Monday, January 2, 2023

Variance in RocksDB benchmarks on cloud HW

I ran experiments with performance regression tests on AWS servers to measure throughput variance across multiple runs of the benchmarks. I search for a setup with less QPS variance to reduce false positives during performance regression tests. 

The goals were to determine:

  • Which instances have less variance
  • Whether there is less variance with hyperthreading enabled or disabled
  • Whether there is less variance with EBS (io2) or local SSD 

The results were good for most of the instance types that I tried. By good I mean that the max coefficient of variance (stddev/mean) of the QPS for all benchmark steps of a given (server type, number of client threads) pair is less than 3%. Scroll down to the Which to choose section to see the list.

Servers

My focus was on m5d because m5d.2xl.ht1.nvme is the current setup used for automated tests. In the names I use below ht0 means hyperthreading disabled and ht1 means hyperthreading enabled.

The servers that I tested are:

  • m5.2xl.ht0, m5.2xl.ht1
    • m5.2xlarge, 8 vcpu, 32G RAM, EBS (io2, 1T, 32K IOPs), hyperthread disabled/enabled
  • m5d.2xl.ht0.nvme, m5d.2xl.ht1.nvme
    • m5d.2xlarge, 8 vcpu, 32G RAM, local NVMe SSD (300G), hyperthread disabled/enabled
  • m5d.2xl.ht0.io2, m5d.2xl.ht1.io2
    • m5d.2xlarge, 8 vcpu, 32G RAM, EBS (io2, 1T, 32K IOPs), hyperthread disabled/enabled
  • m5d.4xl.ht0.nvme, m5d.4xl.ht1.nvme
    • m5d.4xlarge, 16 vcpu, 64G RAM, local NVMe SSD (300G), hyperthread disabled/enabled
  • m5d.4xl.ht0.io2, m5d.4xl.ht1.io2
    • m5d.4xlarge, 16 vcpu, 64G RAM, EBS(io2, 1T, 64K IOPs), hyperthread disabled/enabled
  • c6i.2xl.ht1
    • c6i.2xlarge, 8 vcpu, 16G RAM, EBS(io2, 1T, 32K IOPs), hyperthread enabled
  • c6i.4xl.ht0, c6i.4xl.ht1
    • c6i.4xlarge, 16 vcpu, 32G RAM, EBS(io2, 1T, 64K IOPs), hyperthread disabled/enabled
  • c6i.8xl.ht0, c6i.8xl.ht1
    • c6i.8xlarge, 32 vcpu, 64G RAM, EBS(io2, 2T, 64K IOPs), hyperthread disabled/enabled
  • c6i.12xl.ht0, c6i.12xl.ht1
    • c6i.12xlarge, 48 vcpu, 96G RAM, EBS(io2, 2T, 64K IOPs), hyperthread disabled/enabled

Benchmark

An overview of how I run RocksDB benchmarks is here. The benchmark was run 3 times per server type and I focus on QPS using standard deviation and coefficient of variance (stddev / mean).
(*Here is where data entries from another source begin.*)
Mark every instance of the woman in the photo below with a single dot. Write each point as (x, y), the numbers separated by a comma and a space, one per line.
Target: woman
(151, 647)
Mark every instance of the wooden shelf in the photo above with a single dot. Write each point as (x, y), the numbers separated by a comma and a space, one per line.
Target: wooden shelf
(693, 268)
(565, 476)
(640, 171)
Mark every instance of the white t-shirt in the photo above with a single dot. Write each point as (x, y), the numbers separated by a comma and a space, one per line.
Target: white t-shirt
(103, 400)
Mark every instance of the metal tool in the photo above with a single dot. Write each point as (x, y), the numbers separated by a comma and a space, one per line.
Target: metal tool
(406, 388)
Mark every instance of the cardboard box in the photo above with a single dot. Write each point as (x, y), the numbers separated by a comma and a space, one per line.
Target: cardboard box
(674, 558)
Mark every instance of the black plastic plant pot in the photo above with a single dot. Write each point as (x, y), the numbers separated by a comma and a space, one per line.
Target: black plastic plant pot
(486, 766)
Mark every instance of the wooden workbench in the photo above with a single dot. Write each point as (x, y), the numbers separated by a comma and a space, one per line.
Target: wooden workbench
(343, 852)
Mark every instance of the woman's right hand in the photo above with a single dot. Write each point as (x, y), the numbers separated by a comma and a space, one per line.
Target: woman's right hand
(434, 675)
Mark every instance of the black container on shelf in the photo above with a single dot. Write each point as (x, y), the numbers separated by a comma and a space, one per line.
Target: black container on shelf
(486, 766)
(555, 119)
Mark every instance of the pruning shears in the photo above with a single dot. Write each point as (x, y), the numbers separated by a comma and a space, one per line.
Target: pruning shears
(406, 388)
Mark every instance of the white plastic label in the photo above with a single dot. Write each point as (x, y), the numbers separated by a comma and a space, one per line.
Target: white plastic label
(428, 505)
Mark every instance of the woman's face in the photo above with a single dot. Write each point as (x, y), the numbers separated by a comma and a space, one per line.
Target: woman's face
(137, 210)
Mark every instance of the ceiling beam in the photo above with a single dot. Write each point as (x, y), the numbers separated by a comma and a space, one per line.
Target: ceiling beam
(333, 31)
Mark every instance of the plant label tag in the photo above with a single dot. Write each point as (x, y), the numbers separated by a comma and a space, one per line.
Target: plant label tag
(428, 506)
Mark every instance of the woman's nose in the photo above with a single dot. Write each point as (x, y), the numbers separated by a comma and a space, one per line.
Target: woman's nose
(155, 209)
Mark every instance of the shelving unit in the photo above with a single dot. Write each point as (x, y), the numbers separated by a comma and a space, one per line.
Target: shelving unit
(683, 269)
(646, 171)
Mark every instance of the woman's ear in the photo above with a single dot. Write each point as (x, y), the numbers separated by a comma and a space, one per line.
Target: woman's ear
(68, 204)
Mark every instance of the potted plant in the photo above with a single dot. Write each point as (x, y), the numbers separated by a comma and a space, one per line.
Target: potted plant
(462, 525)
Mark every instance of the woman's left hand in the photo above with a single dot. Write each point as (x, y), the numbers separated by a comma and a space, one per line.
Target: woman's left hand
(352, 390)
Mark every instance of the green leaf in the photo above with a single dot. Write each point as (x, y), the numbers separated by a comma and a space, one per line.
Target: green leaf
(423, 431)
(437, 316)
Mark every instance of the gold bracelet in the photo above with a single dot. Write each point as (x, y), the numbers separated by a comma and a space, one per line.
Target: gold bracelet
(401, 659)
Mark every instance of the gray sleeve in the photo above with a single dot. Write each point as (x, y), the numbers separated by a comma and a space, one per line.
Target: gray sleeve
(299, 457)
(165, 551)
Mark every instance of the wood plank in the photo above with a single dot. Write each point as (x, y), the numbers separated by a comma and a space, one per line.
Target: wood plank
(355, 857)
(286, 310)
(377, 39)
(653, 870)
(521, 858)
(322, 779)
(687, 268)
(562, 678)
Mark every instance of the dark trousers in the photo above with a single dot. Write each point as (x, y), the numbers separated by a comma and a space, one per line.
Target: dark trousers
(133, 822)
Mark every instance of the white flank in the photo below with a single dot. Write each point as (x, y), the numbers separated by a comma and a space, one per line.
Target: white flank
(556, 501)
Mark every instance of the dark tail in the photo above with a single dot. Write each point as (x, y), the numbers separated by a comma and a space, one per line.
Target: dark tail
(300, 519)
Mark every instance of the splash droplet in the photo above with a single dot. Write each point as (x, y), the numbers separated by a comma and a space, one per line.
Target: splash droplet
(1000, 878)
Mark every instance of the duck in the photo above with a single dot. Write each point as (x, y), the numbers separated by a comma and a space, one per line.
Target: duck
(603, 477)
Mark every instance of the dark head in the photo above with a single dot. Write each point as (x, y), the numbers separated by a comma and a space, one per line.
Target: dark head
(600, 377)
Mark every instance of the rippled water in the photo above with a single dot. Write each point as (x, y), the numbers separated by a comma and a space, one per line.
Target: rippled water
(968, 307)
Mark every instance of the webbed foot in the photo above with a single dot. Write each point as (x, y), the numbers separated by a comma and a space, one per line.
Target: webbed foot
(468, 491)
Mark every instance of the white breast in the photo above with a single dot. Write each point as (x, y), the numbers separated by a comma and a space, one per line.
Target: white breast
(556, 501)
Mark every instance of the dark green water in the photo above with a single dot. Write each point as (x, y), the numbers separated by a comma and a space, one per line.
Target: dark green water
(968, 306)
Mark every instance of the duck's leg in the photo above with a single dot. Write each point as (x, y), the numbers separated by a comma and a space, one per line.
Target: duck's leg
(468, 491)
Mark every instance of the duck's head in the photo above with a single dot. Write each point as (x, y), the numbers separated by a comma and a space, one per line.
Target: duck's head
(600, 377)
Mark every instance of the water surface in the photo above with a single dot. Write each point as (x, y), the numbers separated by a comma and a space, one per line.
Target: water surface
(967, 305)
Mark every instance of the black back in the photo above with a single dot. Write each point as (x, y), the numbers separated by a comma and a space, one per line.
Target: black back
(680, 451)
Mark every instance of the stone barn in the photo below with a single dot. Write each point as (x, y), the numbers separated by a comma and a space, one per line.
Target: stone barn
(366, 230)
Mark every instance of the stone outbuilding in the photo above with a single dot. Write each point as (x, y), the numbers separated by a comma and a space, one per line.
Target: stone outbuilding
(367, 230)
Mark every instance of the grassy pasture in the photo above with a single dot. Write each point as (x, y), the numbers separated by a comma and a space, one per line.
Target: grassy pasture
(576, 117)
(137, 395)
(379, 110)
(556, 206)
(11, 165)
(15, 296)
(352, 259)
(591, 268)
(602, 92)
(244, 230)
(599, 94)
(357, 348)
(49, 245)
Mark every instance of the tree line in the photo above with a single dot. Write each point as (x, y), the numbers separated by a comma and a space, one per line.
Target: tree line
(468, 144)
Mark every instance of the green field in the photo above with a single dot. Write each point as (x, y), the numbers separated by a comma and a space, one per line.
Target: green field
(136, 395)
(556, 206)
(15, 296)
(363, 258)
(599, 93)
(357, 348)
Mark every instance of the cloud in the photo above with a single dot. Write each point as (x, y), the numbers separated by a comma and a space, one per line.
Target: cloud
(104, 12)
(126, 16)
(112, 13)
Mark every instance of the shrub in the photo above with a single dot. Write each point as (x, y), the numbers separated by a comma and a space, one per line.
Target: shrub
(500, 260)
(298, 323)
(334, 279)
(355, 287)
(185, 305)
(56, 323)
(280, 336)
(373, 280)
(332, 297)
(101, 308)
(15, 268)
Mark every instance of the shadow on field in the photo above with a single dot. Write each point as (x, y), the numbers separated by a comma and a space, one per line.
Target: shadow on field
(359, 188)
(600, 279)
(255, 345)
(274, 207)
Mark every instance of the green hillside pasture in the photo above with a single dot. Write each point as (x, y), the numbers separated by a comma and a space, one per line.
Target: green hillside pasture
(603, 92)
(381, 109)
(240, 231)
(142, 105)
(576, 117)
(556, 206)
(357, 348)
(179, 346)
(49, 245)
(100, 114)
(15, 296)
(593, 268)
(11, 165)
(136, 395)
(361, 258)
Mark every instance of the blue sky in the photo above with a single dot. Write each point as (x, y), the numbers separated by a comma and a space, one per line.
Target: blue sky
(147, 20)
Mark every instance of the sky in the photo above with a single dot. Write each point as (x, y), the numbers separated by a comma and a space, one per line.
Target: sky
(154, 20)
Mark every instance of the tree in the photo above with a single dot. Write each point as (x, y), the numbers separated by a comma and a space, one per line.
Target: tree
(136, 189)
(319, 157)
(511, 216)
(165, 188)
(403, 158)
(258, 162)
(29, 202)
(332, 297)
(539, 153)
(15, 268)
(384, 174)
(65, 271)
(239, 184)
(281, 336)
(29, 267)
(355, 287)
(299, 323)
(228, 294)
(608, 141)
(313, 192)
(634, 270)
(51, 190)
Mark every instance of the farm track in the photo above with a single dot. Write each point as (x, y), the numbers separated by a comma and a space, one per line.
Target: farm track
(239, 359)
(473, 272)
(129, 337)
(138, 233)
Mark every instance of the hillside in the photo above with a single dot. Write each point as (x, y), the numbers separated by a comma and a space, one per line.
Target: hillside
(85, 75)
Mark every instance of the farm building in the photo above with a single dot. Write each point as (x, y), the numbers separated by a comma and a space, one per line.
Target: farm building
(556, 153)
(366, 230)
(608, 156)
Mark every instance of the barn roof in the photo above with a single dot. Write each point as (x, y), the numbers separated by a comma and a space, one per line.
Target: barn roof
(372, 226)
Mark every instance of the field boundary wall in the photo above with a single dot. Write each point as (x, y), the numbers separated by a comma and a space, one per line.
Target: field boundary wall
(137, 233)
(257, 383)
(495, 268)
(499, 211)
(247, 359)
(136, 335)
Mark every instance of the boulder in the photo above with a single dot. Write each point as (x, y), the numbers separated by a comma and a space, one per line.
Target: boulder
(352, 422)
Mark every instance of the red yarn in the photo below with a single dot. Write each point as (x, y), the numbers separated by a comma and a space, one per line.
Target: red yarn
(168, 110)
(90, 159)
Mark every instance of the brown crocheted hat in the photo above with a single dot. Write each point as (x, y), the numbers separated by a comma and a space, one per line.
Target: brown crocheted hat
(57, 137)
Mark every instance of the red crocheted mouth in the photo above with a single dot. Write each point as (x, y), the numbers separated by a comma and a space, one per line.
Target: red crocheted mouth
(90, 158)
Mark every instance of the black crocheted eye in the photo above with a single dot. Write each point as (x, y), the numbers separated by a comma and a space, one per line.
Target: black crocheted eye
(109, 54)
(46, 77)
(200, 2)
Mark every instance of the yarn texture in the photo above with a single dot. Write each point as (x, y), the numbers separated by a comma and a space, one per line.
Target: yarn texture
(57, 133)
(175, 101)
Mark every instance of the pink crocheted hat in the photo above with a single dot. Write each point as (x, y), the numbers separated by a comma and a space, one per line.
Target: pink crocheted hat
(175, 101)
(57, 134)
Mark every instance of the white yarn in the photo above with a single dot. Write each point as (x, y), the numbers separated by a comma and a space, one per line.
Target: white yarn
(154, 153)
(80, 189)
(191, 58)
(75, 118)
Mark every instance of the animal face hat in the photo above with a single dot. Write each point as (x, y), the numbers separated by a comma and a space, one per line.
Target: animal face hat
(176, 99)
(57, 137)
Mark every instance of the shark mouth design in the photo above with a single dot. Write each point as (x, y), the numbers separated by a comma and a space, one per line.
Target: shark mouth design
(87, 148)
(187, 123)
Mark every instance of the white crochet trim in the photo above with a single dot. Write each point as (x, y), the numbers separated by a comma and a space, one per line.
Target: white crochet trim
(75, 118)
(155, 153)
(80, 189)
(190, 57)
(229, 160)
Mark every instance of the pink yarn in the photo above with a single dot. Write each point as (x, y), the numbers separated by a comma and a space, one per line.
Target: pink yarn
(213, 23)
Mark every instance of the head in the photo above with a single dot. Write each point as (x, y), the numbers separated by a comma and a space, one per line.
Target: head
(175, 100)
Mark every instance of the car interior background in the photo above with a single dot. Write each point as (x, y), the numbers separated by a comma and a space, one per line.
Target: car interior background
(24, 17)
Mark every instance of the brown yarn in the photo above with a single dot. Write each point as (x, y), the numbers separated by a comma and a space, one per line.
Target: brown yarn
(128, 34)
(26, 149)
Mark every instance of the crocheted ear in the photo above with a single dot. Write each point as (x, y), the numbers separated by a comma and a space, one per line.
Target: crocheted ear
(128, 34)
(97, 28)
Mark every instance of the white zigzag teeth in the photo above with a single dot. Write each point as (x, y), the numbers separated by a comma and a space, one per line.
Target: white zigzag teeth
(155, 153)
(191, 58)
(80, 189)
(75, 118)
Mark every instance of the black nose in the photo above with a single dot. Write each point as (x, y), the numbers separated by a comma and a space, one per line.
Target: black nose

I used a fork of the RocksDB benchmark scripts. My fork is here and then I applied another diff to disable one of the benchmark steps to save time. My helper scripts make it easy for me to run the benchmarks with reasonable configuration options. The important things the helper scripts do are:

  • Configure the shape of the LSM tree so there will be enough levels even with a small database
  • Set max_background_jobs as a function of the number of CPU cores
  • Set the RocksDB block cache size as a function of the amount of RAM

The benchmark was started using x3.sh like this this where $nt is the number of client threads, $cfg is the RocksDB configuration, $num_mem is the number of KV pairs for a cached workload and $num_io is the number of KV pairs for an IO-bound workload:

CI_TESTS_ONLY=true bash x3.sh $nt no 1800 $cfg $num_mem $num_io byrx iobuf

Rather than name the config I describe the values for max_background_jobs (mbj) and the block cache size (bc). The values per server type for nt, mbj, bc, num_mem, num_io were:

  • m5.2xl.ht0, m5.2xl.ht1
    • mbj=4, bc=24g, num_mem=40M, num_io=1B, nt=1,4
  • m5d.2xl.ht0.nvme, m5d.2xl.ht1.nvme
    • mbj=4, bc=24g, num_mem=40M, num_io=750M, nt=1,2,4
  • m5d.2xl.ht0.io2, m5d.2xl.ht1.io2
    • mbj=4, bc=24g, num_mem=40M, num_io=750M, nt=1,2,4
  • m5d.4xl.ht0.nvme, m5d.4xl.ht1.nvme
    • mbj=8, bc=52g, num_mem=40M, num_io=750M, nt=1,4,8
  • m5d.4xl.ht0.io2, m5d.4xl.ht1.io2
    • mbj=8, bc=52g, num_mem=40M, num_io=750M, nt=1,4,8
  • c6i.2xl.ht1
    • mbj=4, bc=12G, num_mem=40M, num_io=1B, nt=4
    • With num_mem=40M the database is slightly larger than memory. I should have used 20M.
  • c6i.4xl.ht0
    • mbj=4, bc=24G, num_mem=40M, num_io=1B, nt=4
  • c6i.4xl.ht1
    • mbj=8, bc=24G, num_mem=40M, num_io=2B, nt=8
  • c6i.8xl.ht0
    • mbj=8, bc=52G, num_mem=40M, num_io=2B, nt=8
  • c6i.8xl.ht1
    • mbj=8, bc=52G, num_mem=40M, num_io=2B, nt=16
  • c6i.12xl.ht0
    • mbj=8, bc=80G, num_mem=40M, num_io=2B, nt=16
  • c6i.12xl.ht1
    • mbj=8, bc=80G, num_mem=40M, num_io=3B, nt=24 

Graphs for a cached workload

This section has results for a cached workload, described as byrx earlier in this post. The benchmark steps are described here. The graphs show the coefficient of variance (stddev/mean) of the QPS for these benchmark steps: fillseq, readrandom, fwdrangewhilewriting, readwhilewriting and overwrite. Note that to save space the graphs use fwdrangeww and readww in place of fwdrangewhilewriting and readwhilewriting. For reasons I have yet to fully explain the range query tests (fwdrangewhilewriting here) tend to have more QPS variance regardless of hardware.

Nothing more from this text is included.